Steven Suskin, Huffington Post: Langella keeps astonishing; and the passing years-he is now 78-only seem to deepen his power to draw us in and make us feel. In The Father, he adds something new to his well-honed arsenal of actorly skills. After lulling us into thinking, over the first hour of this ninety-minute play, that this is just another one of those excellent failing-old-men performances, the ground slips from under him (and us)-at which point the actor, and his audience, feel an altogether new kind of terror.

Linda Winer, Newsday: ...how I wish I could say that Florian Zeller's play lived up to the depths of its worthy ambition - much less to Langella's silken heartbreak of a performance or to the international acclaim of the award-winning French author. "The Father," which is having its American premiere in a new production directed by Doug Hughes ("Doubt") and translated by Christopher Hampton, uses a come-on-along device to try to make us viscerally feel the confusion and the cruelty of the mind in disarray.

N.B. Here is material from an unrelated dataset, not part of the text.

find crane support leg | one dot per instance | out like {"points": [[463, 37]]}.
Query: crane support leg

Alexis Soloski, Guardian: Parts of the play can feel somewhat too pat, as though Zeller is amusing himself in finding out how many ways he can alter reality using the familiar mechanisms of the stage - an audience's trust of exposition, the faith in representational setting, the tendency to identify a particular character with a single actor. But he dismisses most of this cleverness in an ending that is both sentimental and searing and will probably devastate anyone who has seen a close friend or relative suffer from dementia. The final scene is a terrible and tragic reversion, in which a man of articulacy and power is reduced to a kind of infantilism, left with with no language but a cry.

Christopher Kelly, NJ.com: Once it becomes apparent what Zeller is up to, "The Father" has nowhere to go - it merely marks time until André completes his dreary spiral into despair and complete confusion. The ever-amazing Langella keeps this watchable for as long as possible, giving us an André who is alternately charming and irksome, pitiable and pathetic. But by the time this poor man is getting slapped around (or is he?) by a man who may or may not be his son-in-law, "The Father" has turned repetitive and sour. What's the point of this hall-of-mirrors, other than to reflect back the ugliness of humanity?

Peter Marks, Washington Post: "The Father" - not of course, to be mistaken for the unnerving August Strindberg play of the same title - lumbers on in this vein for an hour and a half. The turbulent turns in Andre's powers of perception may strike one as unpredictable, but Zeller and Hampton's machinations do not. Langella is a bit too robust for a man so ravaged by mental deterioration. Still, he's in his element here, conveying with Lear-like levels of outrage and hurt Andre's refusal, or inability, to comprehend what is happening to him. As a demonstration of how Alzheimer's runs its course, Hughes's production has some merit: It might be serve as a useful training tool for medical schools. As illness-of-the-week plays go, however, "The Father" is mundane. Much finer works, such as Margaret Edson's "Wit," about a professor dying of ovarian cancer, have crossed this company's path in the past.